Das Mahl ist beendet, sie möchte nun gehen. Ich begleite sie zur Tür. Es gibt ein Küsschen nach französischer Art für mich. Auch das freut mich, berührt mich. Sehr! Als Oberkellner sagt man Gästen gerne was Nettes. Es freut jeden Gast. Auch dann, wenn er weiß, dass es nicht ganz stimmen kann. Auch dieser Dame wollte ich etwas Nettes sagen, und diesmal sollte es durch und durch ehrlich sein. »Liebe Frau Berben, nun kenne ich Sie schon so viele Jahre, aber ich muss feststellen, Sie haben sich kaum verändert, keinerlei Altersspuren sind in Ihrem Gesicht zu finden.«
Sie lächelt, charmant, wie man es besser nicht kann, und sagt: »Das ist sehr freundlich von Ihnen, dass Sie mir das sagen, aber kommen Sie morgen früh um halb sieben in mein Zimmer, dann können Sie eine alte Frau sehn.«
Dann mal gute Nacht.
Hellmuth Karasek – Wein für Nestroy
Mit Hellmuth Karasek, dem unter anderem aus dem »Literarischen Quartett« wohlbekannten Literaten, hatte ich ein ganz besonderes Abkommen. Dank meiner Wiener Herkunft und meinem Interesse am Theater habe ich mir ein wenig Wissen über den berühmten Wiener Theaterautor Johann Nepomuk Nestroy aneignen können. Karasek wusste aufgrund seiner Theater- und Literaturkritikerarbeit natürlich sehr viel mehr über Nestroy als ich, zudem hat er ja auch selbst eine gut gehende Schriftstellerei. Nestroys Humor, wiewohl bitter, kann ungemein witzig sein, und so spielten wir uns, während er Hummersuppe und Seezunge aß, die Pointen gegenseitig zu. Das war für mich eine wunderbare Abwechslung. Wer kannte in Hamburg schon Nestroy! (Letzteres sollte sich allerdings nicht zuletzt durch meine eigenen bescheidenen Aktivitäten ein wenig ändern, darauf will ich später noch ausführlich zu sprechen kommen.)

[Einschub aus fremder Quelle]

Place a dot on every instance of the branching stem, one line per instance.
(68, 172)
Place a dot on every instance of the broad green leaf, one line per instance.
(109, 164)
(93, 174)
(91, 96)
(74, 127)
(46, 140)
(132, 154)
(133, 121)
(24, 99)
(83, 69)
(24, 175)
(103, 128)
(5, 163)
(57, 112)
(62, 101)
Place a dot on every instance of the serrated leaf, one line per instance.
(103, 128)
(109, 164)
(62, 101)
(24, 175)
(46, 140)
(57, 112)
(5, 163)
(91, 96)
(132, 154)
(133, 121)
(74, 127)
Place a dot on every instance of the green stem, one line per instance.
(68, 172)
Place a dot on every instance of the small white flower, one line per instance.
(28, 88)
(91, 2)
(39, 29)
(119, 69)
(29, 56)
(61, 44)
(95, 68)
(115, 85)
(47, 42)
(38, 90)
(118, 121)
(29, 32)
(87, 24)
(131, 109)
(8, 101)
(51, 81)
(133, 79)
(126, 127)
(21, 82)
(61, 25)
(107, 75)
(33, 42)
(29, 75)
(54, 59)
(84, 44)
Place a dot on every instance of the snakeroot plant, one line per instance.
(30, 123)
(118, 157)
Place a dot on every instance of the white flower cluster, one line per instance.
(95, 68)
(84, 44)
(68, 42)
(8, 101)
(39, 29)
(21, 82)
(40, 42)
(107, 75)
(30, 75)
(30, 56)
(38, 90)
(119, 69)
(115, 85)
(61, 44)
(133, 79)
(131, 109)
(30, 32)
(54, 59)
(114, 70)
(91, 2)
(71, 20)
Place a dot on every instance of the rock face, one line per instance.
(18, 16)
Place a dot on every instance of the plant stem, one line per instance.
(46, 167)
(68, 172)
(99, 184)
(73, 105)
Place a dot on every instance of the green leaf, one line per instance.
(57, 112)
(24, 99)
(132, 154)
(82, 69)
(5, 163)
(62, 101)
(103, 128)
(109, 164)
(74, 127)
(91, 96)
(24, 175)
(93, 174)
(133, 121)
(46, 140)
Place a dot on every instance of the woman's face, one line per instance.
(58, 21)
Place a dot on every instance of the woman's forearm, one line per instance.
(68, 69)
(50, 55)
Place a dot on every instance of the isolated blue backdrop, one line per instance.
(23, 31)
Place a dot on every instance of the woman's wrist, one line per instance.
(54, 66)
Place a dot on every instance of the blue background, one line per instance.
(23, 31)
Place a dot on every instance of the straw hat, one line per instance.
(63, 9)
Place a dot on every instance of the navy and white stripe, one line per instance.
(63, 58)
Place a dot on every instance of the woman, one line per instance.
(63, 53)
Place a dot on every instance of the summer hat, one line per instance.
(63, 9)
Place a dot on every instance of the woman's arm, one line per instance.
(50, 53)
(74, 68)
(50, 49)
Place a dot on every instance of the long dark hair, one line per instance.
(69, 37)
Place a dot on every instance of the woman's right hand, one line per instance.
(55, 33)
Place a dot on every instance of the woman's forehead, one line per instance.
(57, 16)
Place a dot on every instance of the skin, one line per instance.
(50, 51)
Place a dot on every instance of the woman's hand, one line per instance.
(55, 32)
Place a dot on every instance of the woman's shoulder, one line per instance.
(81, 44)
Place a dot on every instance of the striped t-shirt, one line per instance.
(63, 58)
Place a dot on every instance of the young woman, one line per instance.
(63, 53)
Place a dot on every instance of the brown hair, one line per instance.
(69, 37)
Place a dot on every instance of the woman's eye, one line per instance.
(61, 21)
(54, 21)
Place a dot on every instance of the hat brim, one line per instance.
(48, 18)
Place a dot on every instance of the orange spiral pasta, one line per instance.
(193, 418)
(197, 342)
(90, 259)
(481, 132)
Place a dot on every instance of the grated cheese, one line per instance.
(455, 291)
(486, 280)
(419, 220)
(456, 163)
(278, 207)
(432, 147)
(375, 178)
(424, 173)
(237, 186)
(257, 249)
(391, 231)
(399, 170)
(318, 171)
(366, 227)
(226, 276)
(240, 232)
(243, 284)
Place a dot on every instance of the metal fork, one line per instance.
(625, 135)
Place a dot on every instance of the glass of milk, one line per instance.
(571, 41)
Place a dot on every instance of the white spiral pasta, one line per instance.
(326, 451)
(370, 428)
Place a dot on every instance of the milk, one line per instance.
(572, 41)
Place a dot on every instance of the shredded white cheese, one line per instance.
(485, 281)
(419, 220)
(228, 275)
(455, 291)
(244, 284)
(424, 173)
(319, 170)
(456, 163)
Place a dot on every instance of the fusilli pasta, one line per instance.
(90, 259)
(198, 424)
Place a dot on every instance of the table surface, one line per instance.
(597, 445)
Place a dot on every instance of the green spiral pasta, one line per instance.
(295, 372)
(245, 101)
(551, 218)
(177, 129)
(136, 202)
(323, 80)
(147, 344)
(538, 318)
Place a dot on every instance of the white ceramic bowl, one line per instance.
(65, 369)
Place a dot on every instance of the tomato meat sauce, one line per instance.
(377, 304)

Unser Spiel ging folgendermaßen. Für jede mir noch unbekannte Nestroy-Pointe, die mir Karasek präsentierte, gab’s ein halbes Glas Wein extra. Gratis! Das gefiel ihm. Sein Hirn rauchte. Er kramte in seinen hintersten Nestroy-Schubladen. Ich umgekehrt ebenso. Der Gewinner war meist Karasek. Er Pointe um Pointe vom Safte des Weinstocks illuminiert, ich dagegen immer staubtrocken. Wir waren aber stets ehrlich zueinander. Spielerehre!
Einmal klagte ich seiner Frau Armgard Seegers mein Leid und jammerte, dass ich bei dem enormen Nestroy-Wissen ihres Mannes noch zum Antialkoholiker würde. Sie tröstete mich mit den Worten: »Ich wüsste eine ganze Menge, was er nicht weiß, womit Sie ihn erwischen können.« Aber Eingesagtes macht keinen Spaß. Wenn Gewinnen nicht mehr freut und verlieren nicht mehr ärgert, dann ist Hopfen und Malz verloren.